On 2014/11/7 15:03, Junxiao Bi wrote:
> On 11/07/2014 02:36 PM, Xue jiufei wrote:
>> Hi Junxiao
>>
>> On 2014/11/7 13:54, Junxiao Bi wrote:
>>> Hi Jiufei,
>>>
>>> On 11/07/2014 11:41 AM, Xue jiufei wrote:
>>>> Function ocfs2_readpages() use nonblocking flag to avoid page lock
>>>> inversion. It will trigger cluster hang because that flag
>>>> OCFS2_LOCK_UPCONVERT_FINISHING is not cleared if nonblocking lock
>>>> cannot be granted at once. The flag would prevent dc thread from
>>>> downconverting. So other nodes cannot acheive this lockres for ever.
>>>>
>>>> So we should not set OCFS2_LOCK_UPCONVERT_FINISHING when receiving ast
>>>> if nonblocking lock had already returned.
>>>>
>>>
>>> Use OCFS2_LOCK_NONBLOCK_FINISHED can't fix this issue. Like there are
>>> two processes doing non-blocking lock in the following order.
>> I am wondering why these two processes can lock in such order.
> 
> Yes, you are right. LOCK_BUSY flag stop this race. Your fix works. But
> just as i mentioned, i think for non-blocking lock, no need do cluster
> wild locking, because AST is async, before it reached, most of the time,
> the non-blocking lock had returned fail.
We have added some debug information in function dlm_proxy_ast_handler()
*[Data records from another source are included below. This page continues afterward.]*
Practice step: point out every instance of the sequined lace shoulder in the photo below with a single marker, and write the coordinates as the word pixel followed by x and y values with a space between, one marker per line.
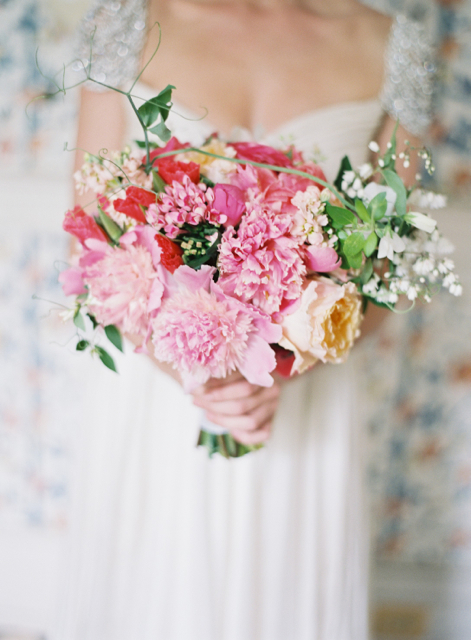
pixel 119 29
pixel 410 68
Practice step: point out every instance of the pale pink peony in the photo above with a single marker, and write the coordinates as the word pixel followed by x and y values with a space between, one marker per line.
pixel 204 333
pixel 261 263
pixel 184 202
pixel 124 284
pixel 325 325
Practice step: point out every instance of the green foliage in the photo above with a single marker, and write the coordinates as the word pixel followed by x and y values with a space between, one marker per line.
pixel 340 217
pixel 154 113
pixel 395 182
pixel 79 322
pixel 370 244
pixel 378 206
pixel 362 211
pixel 114 336
pixel 105 358
pixel 345 165
pixel 113 230
pixel 82 345
pixel 353 245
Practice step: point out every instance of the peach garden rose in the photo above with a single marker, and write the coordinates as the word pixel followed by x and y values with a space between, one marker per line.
pixel 325 325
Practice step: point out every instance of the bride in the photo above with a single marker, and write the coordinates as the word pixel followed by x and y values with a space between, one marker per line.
pixel 168 544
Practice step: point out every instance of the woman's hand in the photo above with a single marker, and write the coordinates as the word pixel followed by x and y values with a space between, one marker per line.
pixel 244 409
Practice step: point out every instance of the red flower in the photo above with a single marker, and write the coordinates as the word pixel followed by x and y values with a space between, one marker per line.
pixel 261 153
pixel 170 170
pixel 82 226
pixel 284 360
pixel 171 256
pixel 136 200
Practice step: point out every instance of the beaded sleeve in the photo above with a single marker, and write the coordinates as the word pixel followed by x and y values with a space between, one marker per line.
pixel 410 67
pixel 118 29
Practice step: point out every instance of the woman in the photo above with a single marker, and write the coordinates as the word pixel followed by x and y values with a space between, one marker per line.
pixel 272 546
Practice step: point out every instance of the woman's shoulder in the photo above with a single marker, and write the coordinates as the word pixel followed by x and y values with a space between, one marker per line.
pixel 409 75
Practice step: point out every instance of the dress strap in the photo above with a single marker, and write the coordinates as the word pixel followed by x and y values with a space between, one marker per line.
pixel 409 78
pixel 119 31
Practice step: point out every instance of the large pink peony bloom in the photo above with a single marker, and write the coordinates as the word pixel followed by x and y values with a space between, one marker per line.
pixel 124 282
pixel 204 333
pixel 182 203
pixel 261 263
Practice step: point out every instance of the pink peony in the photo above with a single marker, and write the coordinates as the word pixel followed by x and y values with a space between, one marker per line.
pixel 229 200
pixel 184 203
pixel 124 285
pixel 261 263
pixel 204 333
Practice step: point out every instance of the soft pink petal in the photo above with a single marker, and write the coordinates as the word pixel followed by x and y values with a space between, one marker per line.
pixel 72 282
pixel 321 259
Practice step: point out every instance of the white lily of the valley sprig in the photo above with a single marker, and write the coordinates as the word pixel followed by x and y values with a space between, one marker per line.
pixel 427 199
pixel 390 244
pixel 371 190
pixel 421 221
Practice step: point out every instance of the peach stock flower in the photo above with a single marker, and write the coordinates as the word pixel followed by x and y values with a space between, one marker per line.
pixel 325 325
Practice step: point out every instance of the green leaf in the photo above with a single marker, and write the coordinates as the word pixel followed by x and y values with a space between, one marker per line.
pixel 356 261
pixel 106 358
pixel 114 336
pixel 345 165
pixel 367 272
pixel 157 182
pixel 395 182
pixel 82 345
pixel 339 217
pixel 353 245
pixel 112 229
pixel 378 206
pixel 93 319
pixel 362 211
pixel 370 244
pixel 79 322
pixel 162 131
pixel 158 106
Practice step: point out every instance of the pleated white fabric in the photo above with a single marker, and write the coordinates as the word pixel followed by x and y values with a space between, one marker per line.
pixel 170 545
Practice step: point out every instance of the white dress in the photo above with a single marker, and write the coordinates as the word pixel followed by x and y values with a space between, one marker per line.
pixel 171 545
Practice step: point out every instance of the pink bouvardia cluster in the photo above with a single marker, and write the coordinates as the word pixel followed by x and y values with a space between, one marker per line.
pixel 262 263
pixel 205 333
pixel 184 202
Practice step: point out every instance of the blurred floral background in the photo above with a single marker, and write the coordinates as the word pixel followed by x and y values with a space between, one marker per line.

and dlm_send_remote_lock_request(), and run race testcase before.
The result shows that the probability that AST message came earlier
than returned status of locking is about 1/4. 

In addition, if non-blocking lock do not do cluster wide lock, ocfs2_readpages()
will never succeed, which is not we wanted.

Thanks,
Jiufei
> 
> Thanks,
> Junxiao.
>>> 1. Process A issue non-blocking lock fail, set OCFS2_LOCK_NONBLOCK_FINISHED.
>> We had set OCFS2_LOCK_BUSY flag before process A call ocfs2_dlm_lock(),
>>> 2. Process B issue non-blocking lock fail, set
>>> OCFS2_LOCK_NONBLOCK_FINISHED again.
>> So process B must wait until ast for Process A returns and clear 
>> OCFS2_LOCK_BUSY.
>>
>>> 3. Ast for process A come, clear OCFS2_LOCK_NONBLOCK_FINISHED.
>>> 4. Ast for process B come, set OCFS2_LOCK_UPCONVERT_FINISHING.
>>>
>>> So down convert can still be blocked.
>>>
>>> To fix this issue, I think no need to call ocfs2_dlm_lock() for
>>> non-blocking lock, just check local lockres->l_level is enough, if
>>> request level equal or smaller than it, lock success, or lock fail.
>>>
>>> Thanks,
>>> Junxiao.
>>>
>> Thanks,
>> jiufei.
>>
>>>> Signed-off-by: joyce.xue <[email protected]>
>>>> ---
>>>>  fs/ocfs2/dlmglue.c | 37 +++++++++++++++++++++++++++++++------
>>>>  fs/ocfs2/ocfs2.h   |  6 ++++++
>>>>  2 files changed, 37 insertions(+), 6 deletions(-)
>>>>
>>>> diff --git a/fs/ocfs2/dlmglue.c b/fs/ocfs2/dlmglue.c
>>>> index 21262f2..1ddb6f1 100644
>>>> --- a/fs/ocfs2/dlmglue.c
>>>> +++ b/fs/ocfs2/dlmglue.c
>>>> @@ -861,8 +861,13 @@ static inline void 
>>>> ocfs2_generic_handle_convert_action(struct ocfs2_lock_res *lo
>>>>     * We set the OCFS2_LOCK_UPCONVERT_FINISHING flag before clearing
>>>>     * the OCFS2_LOCK_BUSY flag to prevent the dc thread from
>>>>     * downconverting the lock before the upconvert has fully completed.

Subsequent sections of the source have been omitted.